Beneficiation of minerals

Mugabe said Asia has made more progress than Africa in transforming its economies to become producers of manufactured and processed goods. He said, however, that a wave of economic transformation, anchored by adding value and beneficiating natural resources, has begun to take root in many African countries.

He said that the African Union has adopted a programme for infrastructure development in Africa comprising 16 interregional projects that are mainly located in the energy, rail and road transport sectors.

It is important, Mugabe said, for more effort to go into the New Asian-African Strategic Partnership, a framework to enable sustainable and mutually beneficial practical co-operation between the two continents.

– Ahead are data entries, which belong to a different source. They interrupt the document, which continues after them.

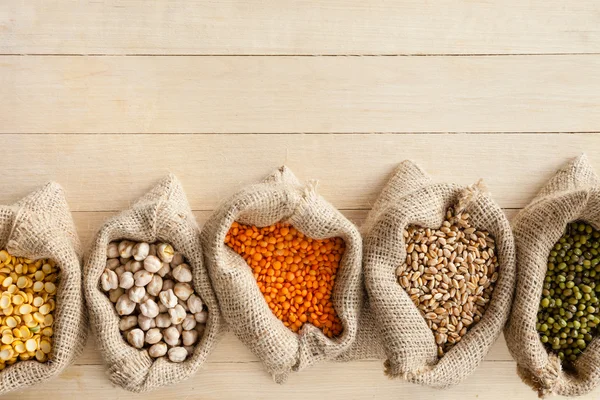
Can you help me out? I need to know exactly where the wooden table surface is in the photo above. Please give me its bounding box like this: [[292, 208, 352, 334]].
[[0, 0, 600, 400]]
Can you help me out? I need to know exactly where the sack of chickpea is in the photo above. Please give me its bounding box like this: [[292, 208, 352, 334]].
[[84, 175, 222, 392]]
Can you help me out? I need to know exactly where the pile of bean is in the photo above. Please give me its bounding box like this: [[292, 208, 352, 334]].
[[0, 250, 58, 370], [396, 208, 498, 357], [225, 222, 345, 337], [100, 240, 208, 362], [537, 222, 600, 362]]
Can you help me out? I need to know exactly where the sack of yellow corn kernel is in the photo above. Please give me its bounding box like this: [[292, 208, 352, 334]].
[[84, 175, 222, 392], [504, 155, 600, 397], [0, 183, 87, 394], [363, 161, 515, 388], [201, 167, 365, 383]]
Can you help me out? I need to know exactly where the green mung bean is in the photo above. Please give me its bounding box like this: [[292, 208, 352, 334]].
[[537, 221, 600, 362]]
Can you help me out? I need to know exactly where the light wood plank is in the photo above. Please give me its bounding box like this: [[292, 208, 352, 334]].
[[0, 55, 600, 133], [0, 0, 600, 54], [0, 134, 600, 211], [5, 361, 600, 400], [75, 332, 512, 365]]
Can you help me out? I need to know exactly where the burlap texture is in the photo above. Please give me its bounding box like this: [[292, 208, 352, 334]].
[[505, 156, 600, 397], [0, 183, 87, 394], [363, 161, 515, 388], [84, 175, 222, 392], [202, 167, 363, 383]]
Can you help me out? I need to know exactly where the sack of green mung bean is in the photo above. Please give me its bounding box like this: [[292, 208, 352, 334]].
[[505, 156, 600, 397], [201, 167, 366, 383], [0, 183, 87, 394], [84, 175, 222, 392], [363, 161, 515, 388]]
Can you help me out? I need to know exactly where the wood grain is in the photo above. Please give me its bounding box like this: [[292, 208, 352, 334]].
[[0, 54, 600, 133], [0, 134, 600, 211], [5, 361, 598, 400], [0, 0, 600, 55]]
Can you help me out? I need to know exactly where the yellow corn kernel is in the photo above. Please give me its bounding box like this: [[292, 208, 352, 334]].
[[33, 281, 44, 292], [25, 320, 40, 333], [25, 339, 37, 352], [19, 326, 33, 339], [2, 334, 14, 344], [42, 264, 52, 275], [19, 304, 32, 315], [12, 340, 26, 354], [33, 312, 44, 324], [4, 317, 17, 329], [40, 304, 50, 315], [0, 293, 12, 308], [19, 326, 31, 337], [12, 294, 25, 306], [0, 347, 15, 361], [35, 350, 48, 362], [44, 314, 54, 326], [40, 340, 52, 354], [17, 276, 27, 289], [0, 250, 10, 264]]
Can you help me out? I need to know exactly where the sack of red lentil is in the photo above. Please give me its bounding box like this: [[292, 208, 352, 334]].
[[363, 161, 515, 388], [505, 155, 600, 397], [202, 167, 362, 383], [0, 183, 87, 394], [84, 175, 222, 392]]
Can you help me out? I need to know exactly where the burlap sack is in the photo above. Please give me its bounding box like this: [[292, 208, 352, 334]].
[[202, 167, 362, 383], [84, 175, 221, 392], [0, 183, 87, 394], [363, 161, 515, 388], [505, 156, 600, 397]]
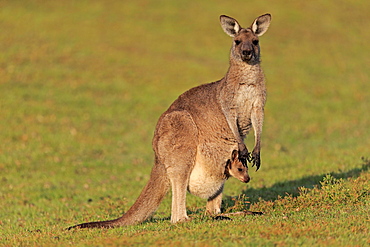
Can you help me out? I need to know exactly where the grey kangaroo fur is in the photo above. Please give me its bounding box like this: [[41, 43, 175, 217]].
[[68, 14, 271, 229], [225, 150, 251, 183]]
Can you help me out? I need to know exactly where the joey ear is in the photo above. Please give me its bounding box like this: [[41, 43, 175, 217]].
[[231, 150, 238, 161], [251, 14, 271, 36], [220, 15, 241, 37]]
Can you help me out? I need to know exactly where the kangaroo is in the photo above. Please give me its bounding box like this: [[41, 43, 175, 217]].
[[68, 14, 271, 229], [225, 150, 251, 183]]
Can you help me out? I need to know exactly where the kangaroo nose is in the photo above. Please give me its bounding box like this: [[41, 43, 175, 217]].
[[242, 50, 252, 56]]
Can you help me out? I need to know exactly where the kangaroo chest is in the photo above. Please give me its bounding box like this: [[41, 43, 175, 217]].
[[235, 84, 266, 136]]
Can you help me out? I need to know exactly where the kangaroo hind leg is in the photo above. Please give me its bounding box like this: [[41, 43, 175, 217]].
[[156, 111, 198, 223]]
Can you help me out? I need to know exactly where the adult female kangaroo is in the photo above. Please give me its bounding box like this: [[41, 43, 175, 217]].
[[69, 14, 271, 229]]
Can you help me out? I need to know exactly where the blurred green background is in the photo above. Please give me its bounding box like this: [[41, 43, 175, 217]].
[[0, 0, 370, 245]]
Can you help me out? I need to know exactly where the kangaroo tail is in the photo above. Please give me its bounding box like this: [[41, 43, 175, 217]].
[[67, 161, 170, 230]]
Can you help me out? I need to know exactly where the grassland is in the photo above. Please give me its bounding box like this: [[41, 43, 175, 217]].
[[0, 0, 370, 246]]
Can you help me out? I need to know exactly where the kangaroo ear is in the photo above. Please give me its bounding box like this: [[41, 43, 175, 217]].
[[220, 15, 241, 37], [231, 150, 238, 161], [251, 14, 271, 36]]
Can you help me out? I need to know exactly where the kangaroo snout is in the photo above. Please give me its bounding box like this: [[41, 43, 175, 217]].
[[242, 49, 253, 60]]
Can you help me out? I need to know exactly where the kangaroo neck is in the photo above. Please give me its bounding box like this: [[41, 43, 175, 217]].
[[225, 59, 262, 85]]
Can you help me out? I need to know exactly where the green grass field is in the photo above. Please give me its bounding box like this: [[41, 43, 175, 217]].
[[0, 0, 370, 246]]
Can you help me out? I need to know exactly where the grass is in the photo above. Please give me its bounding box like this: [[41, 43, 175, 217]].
[[0, 0, 370, 246]]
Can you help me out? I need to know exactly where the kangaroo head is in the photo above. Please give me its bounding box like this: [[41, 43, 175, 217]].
[[225, 150, 250, 183], [220, 14, 271, 65]]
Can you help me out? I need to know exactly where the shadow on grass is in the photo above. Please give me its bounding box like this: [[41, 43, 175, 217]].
[[231, 158, 370, 208]]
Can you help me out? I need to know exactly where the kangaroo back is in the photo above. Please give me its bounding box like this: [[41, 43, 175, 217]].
[[67, 162, 170, 230]]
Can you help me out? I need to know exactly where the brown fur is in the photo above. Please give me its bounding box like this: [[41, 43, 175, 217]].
[[69, 14, 271, 229]]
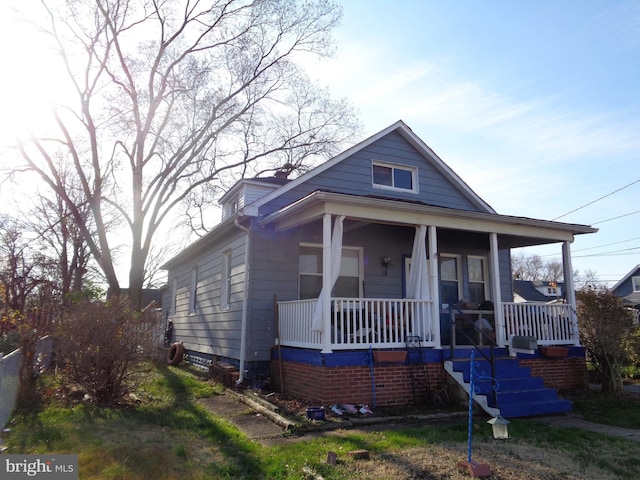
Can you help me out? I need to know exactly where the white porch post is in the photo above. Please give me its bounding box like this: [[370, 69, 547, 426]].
[[489, 233, 509, 347], [427, 225, 442, 348], [562, 241, 580, 345], [321, 213, 332, 353]]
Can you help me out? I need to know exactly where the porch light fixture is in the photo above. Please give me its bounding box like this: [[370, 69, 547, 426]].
[[487, 415, 511, 440], [382, 257, 391, 276]]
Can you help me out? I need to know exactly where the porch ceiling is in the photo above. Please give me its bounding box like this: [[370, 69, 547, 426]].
[[260, 191, 598, 248]]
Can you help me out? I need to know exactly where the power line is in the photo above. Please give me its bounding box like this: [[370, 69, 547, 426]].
[[572, 247, 640, 258], [591, 210, 640, 225], [553, 178, 640, 220], [568, 237, 640, 253]]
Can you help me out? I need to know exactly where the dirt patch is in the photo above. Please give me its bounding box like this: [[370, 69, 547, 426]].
[[341, 442, 618, 480]]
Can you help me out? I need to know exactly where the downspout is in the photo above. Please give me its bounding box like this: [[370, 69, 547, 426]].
[[234, 218, 251, 385]]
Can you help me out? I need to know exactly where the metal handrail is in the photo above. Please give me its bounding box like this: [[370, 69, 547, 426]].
[[449, 306, 498, 408]]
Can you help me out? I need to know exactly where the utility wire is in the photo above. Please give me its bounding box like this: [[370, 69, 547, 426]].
[[553, 178, 640, 220], [591, 210, 640, 225], [568, 237, 640, 257]]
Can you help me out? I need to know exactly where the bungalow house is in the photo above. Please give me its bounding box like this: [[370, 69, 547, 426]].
[[163, 121, 596, 416], [611, 265, 640, 324]]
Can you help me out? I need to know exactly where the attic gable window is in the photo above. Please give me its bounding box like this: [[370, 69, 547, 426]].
[[372, 160, 418, 193]]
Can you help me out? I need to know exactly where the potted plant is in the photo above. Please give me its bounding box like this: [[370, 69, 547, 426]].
[[373, 350, 407, 363]]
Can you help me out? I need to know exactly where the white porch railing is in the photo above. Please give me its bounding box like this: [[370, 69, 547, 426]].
[[278, 298, 579, 350], [502, 303, 579, 345], [278, 298, 435, 350]]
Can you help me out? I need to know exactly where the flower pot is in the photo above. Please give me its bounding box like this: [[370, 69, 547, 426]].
[[373, 350, 407, 363], [540, 347, 569, 358]]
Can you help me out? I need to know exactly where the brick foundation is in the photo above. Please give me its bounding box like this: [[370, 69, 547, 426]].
[[271, 347, 588, 406], [271, 361, 444, 406], [520, 357, 589, 391]]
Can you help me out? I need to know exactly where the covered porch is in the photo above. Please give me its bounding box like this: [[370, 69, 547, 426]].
[[278, 297, 579, 352], [261, 191, 595, 353]]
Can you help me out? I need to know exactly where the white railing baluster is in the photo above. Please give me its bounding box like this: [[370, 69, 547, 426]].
[[502, 303, 575, 345]]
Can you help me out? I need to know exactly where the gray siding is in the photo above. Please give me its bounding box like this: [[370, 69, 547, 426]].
[[260, 132, 479, 214], [167, 232, 245, 358]]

“We have awakened to the fact that the two continents should no longer be consigned to the role of exporters of primary goods and importers of finished goods, a role that has been historically assigned to us by the colonial powers,” said Mugabe.

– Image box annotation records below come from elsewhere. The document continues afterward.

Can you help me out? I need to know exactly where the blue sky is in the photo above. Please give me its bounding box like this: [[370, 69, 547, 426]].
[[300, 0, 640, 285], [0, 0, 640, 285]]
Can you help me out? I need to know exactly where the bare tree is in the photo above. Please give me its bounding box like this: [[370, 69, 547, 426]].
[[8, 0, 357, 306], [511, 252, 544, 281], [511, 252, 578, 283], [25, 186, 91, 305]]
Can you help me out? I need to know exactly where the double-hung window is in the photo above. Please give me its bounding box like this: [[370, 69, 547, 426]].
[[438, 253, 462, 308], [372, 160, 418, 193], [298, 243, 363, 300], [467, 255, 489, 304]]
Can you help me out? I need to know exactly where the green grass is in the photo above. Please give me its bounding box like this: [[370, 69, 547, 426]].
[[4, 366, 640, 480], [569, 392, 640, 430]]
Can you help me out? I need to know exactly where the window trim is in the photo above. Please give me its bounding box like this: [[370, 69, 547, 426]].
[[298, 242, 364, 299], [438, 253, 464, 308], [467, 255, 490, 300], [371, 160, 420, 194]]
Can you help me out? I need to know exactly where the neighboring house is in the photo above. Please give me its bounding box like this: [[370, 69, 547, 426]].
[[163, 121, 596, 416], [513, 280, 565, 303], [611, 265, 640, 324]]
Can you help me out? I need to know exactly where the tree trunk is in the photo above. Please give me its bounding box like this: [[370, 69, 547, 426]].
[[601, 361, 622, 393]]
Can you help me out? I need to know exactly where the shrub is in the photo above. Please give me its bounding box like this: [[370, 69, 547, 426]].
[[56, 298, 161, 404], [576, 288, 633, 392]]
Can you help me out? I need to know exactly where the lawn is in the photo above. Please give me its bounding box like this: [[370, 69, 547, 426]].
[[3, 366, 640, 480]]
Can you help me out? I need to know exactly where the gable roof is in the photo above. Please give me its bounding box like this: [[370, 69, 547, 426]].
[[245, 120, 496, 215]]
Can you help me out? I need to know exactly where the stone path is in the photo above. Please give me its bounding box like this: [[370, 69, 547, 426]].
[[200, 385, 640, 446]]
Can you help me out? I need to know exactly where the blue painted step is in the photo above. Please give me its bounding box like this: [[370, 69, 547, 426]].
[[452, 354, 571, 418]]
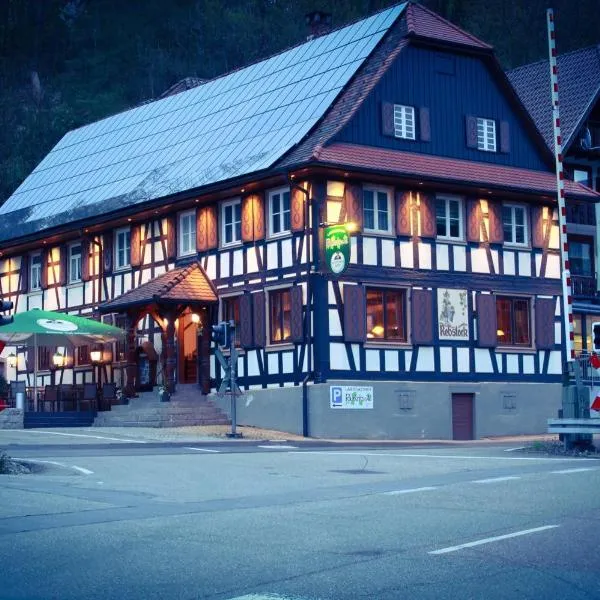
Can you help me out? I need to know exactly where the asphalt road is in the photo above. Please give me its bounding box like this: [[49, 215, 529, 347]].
[[0, 433, 600, 600]]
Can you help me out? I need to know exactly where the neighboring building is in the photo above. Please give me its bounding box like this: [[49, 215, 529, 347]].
[[0, 3, 597, 438], [508, 46, 600, 352]]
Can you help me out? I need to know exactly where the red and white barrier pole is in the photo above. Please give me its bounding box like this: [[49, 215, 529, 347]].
[[546, 8, 575, 361]]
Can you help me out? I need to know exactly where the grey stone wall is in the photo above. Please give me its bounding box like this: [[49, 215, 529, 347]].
[[213, 381, 562, 439]]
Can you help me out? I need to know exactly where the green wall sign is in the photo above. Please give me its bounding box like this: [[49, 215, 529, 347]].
[[325, 224, 350, 275]]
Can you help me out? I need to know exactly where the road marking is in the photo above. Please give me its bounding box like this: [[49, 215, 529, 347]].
[[428, 525, 560, 554], [15, 458, 94, 475], [22, 429, 148, 444], [550, 467, 597, 475], [473, 475, 521, 483], [383, 487, 437, 496]]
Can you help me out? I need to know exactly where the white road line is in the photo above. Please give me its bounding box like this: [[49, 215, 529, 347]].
[[473, 475, 521, 483], [428, 525, 560, 554], [383, 487, 437, 496], [26, 429, 148, 444]]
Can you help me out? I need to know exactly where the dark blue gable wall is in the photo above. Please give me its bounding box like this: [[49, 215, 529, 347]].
[[336, 46, 550, 171]]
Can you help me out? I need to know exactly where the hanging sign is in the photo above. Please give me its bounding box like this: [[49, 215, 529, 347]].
[[325, 224, 350, 275]]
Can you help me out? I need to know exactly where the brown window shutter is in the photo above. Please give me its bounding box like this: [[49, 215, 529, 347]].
[[239, 294, 253, 348], [344, 285, 367, 343], [396, 190, 412, 235], [535, 298, 556, 350], [531, 206, 544, 248], [102, 231, 115, 275], [167, 215, 177, 260], [476, 294, 498, 348], [130, 225, 142, 267], [419, 106, 431, 142], [500, 121, 510, 154], [344, 183, 362, 231], [488, 200, 504, 244], [252, 292, 267, 348], [381, 102, 394, 137], [467, 200, 481, 242], [410, 290, 433, 346], [420, 194, 437, 238], [290, 187, 306, 232], [290, 285, 304, 344], [465, 115, 477, 148]]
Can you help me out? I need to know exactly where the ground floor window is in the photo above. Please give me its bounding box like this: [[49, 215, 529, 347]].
[[496, 296, 531, 346]]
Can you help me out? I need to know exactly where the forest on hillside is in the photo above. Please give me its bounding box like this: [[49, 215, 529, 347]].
[[0, 0, 600, 203]]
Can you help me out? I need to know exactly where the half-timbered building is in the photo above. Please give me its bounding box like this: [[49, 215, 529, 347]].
[[0, 2, 597, 438]]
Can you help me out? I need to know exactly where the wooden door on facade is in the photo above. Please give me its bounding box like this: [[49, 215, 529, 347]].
[[452, 394, 473, 440]]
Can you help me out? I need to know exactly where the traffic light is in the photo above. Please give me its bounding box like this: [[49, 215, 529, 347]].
[[0, 300, 14, 325]]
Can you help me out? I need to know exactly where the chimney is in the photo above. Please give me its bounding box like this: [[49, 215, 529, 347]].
[[306, 10, 331, 40]]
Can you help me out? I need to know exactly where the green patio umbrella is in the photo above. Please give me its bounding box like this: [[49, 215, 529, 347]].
[[0, 308, 125, 397]]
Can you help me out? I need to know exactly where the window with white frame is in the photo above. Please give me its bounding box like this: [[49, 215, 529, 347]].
[[363, 187, 392, 233], [477, 117, 496, 152], [221, 200, 242, 246], [502, 204, 528, 246], [394, 104, 415, 140], [69, 244, 81, 283], [269, 188, 290, 235], [179, 210, 196, 256], [115, 227, 131, 269], [29, 254, 42, 292], [435, 196, 464, 241]]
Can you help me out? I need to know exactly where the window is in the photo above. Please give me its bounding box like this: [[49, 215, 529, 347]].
[[29, 254, 42, 292], [477, 117, 496, 152], [435, 196, 464, 240], [269, 288, 292, 344], [502, 204, 528, 246], [394, 104, 415, 140], [69, 244, 81, 283], [363, 188, 392, 233], [179, 210, 196, 256], [367, 288, 406, 342], [269, 188, 290, 235], [115, 227, 131, 269], [221, 200, 242, 246], [221, 296, 240, 346], [496, 296, 531, 346]]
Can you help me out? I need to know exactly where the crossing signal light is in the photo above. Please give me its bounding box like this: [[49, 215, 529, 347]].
[[0, 300, 14, 325]]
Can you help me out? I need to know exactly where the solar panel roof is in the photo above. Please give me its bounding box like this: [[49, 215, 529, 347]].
[[0, 4, 405, 240]]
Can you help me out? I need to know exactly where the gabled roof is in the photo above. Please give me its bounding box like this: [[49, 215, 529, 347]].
[[100, 262, 217, 313], [508, 46, 600, 152], [0, 4, 405, 240]]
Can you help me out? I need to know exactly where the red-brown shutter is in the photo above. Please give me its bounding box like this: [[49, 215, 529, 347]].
[[465, 115, 477, 148], [344, 183, 363, 231], [344, 285, 367, 342], [252, 292, 267, 348], [420, 194, 437, 238], [239, 294, 253, 348], [488, 200, 504, 244], [531, 206, 545, 248], [535, 298, 556, 350], [130, 225, 142, 267], [500, 121, 510, 154], [419, 106, 431, 142], [475, 294, 498, 348], [411, 290, 433, 346], [396, 190, 412, 235], [290, 285, 304, 344], [166, 215, 177, 260], [467, 200, 481, 242], [290, 187, 305, 232], [381, 102, 394, 137]]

Resolving the Middle East conflict

He said Asia and Africa should establish joint industrial ventures and co-operate on projects.

South African Deputy President Cyril Ramaphosa, who co-chaired the plenary session on Thursday, told delegates that multilateral financial institutions remain untransformed.

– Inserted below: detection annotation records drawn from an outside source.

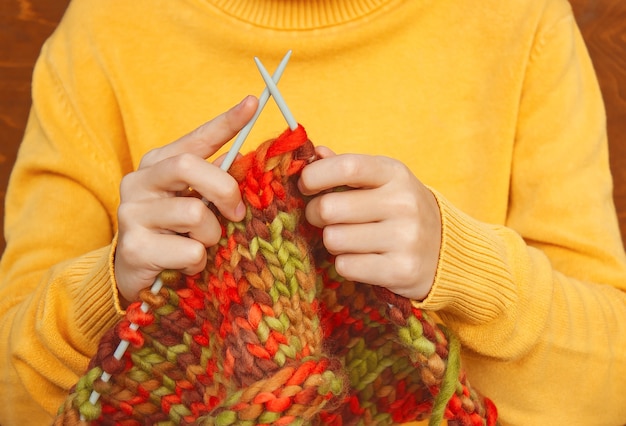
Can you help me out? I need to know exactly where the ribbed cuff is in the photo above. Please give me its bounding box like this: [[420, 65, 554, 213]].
[[74, 246, 119, 342], [414, 191, 516, 324]]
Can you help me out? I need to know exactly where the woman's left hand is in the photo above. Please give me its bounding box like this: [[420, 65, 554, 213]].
[[298, 147, 441, 300]]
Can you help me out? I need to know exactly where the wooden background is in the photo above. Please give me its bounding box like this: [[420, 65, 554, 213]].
[[0, 0, 626, 253]]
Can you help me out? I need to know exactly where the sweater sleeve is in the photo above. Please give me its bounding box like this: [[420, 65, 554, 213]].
[[0, 21, 130, 426], [416, 2, 626, 424]]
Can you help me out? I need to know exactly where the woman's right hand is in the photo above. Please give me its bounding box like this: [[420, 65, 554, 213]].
[[115, 96, 258, 304]]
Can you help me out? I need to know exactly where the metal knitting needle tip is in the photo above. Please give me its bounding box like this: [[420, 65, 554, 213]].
[[254, 57, 298, 130], [220, 50, 291, 171], [80, 54, 297, 421]]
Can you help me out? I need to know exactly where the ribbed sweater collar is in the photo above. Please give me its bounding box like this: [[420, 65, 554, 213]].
[[208, 0, 393, 30]]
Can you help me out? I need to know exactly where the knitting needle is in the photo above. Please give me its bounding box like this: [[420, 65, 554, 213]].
[[220, 50, 291, 171], [254, 56, 298, 130], [81, 50, 297, 421]]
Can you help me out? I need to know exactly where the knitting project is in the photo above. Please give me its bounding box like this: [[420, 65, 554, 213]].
[[55, 126, 497, 426]]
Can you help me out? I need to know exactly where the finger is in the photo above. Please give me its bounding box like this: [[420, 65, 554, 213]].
[[118, 197, 222, 247], [298, 154, 393, 195], [335, 253, 428, 300], [115, 232, 207, 300], [140, 95, 258, 168], [315, 145, 337, 158], [323, 222, 398, 255], [121, 154, 245, 221], [305, 189, 388, 228]]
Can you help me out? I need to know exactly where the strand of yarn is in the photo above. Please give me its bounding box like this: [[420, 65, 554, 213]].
[[55, 126, 497, 426]]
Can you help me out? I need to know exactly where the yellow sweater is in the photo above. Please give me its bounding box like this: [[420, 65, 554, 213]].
[[0, 0, 626, 426]]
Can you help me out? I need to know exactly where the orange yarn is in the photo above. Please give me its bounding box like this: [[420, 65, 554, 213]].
[[56, 126, 497, 426]]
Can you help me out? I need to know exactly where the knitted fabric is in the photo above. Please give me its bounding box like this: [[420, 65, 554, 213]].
[[55, 126, 497, 426]]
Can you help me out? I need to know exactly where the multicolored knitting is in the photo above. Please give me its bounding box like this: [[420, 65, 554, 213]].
[[55, 126, 497, 426]]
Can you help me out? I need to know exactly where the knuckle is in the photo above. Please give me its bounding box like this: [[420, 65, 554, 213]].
[[317, 194, 336, 224], [183, 198, 209, 226], [322, 226, 341, 254], [187, 241, 207, 272], [340, 155, 361, 179], [168, 152, 197, 175], [139, 148, 161, 169]]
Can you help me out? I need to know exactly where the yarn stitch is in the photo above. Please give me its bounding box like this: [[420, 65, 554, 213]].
[[55, 126, 497, 426]]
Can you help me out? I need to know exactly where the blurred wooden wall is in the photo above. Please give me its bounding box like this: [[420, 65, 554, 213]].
[[0, 0, 626, 253]]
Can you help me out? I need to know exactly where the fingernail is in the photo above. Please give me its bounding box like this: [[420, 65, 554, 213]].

“South Africa adds its voice to the calls that are being made to fast-track the transformation of global institutions. We also add our voice that the UN Security Council be transformed. We need an inclusive, transparent and reformed system that is able to address these challenges,” he said.

The various presidents at the conference stressed the need for Africa and Asia to jointly propose reforms to the security council.

Referring to the Israel-Palestine conflict, Ramaphosa said the suffering of Palestinians is a blight on the world’s conscience and that efforts should be doubled to bring peace to the region.

“[We] must have two independent states of Palestine and Israel. Only sincere negotiations between the two can secure the peace. We call for an end to the seizure of Gaza and an end to the expansion of settlements,” he said.

Sixty years on, a debt remains

Widodo said: “For me, the global injustice feels more suffocating. The Bandung spirit [a term coined at the 1955 Asian-African Conference] demanded freedom for all nations of Asia and Africa, but we are still left with one outstanding debt for six decades. We and the world still owe it to the people of Palestine,” said Widodo.

In 1955, 29 leaders from African and Asian countries met in the Indonesian city of Bandung to condemn colonialism and discuss a strategic partnership between African and Asian countries.

At the time, delegates at the Asian-African Conference discussed how the two continents could achieve better economic, cultural and political co-operation. South Africa’s Moses Kotane and Maulvi Cachalia attended as representatives of the liberation movement.

Ramaphosa told delegates that the core principles of Bandung had been political self-determination, mutual respect for sovereignty, noninterference in the policies of other countries, and equality. He said, however, that the spirit of Bandung has still not been realised.

“South Africa’s international philosophy is based and premised on the Freedom Charter, adopted in June 1955 by the ANC just a few months after the return of the two delegates from the Bandung conference. You could say we derived a lot of inspiration from the Bandung conference,” said Ramaphosa.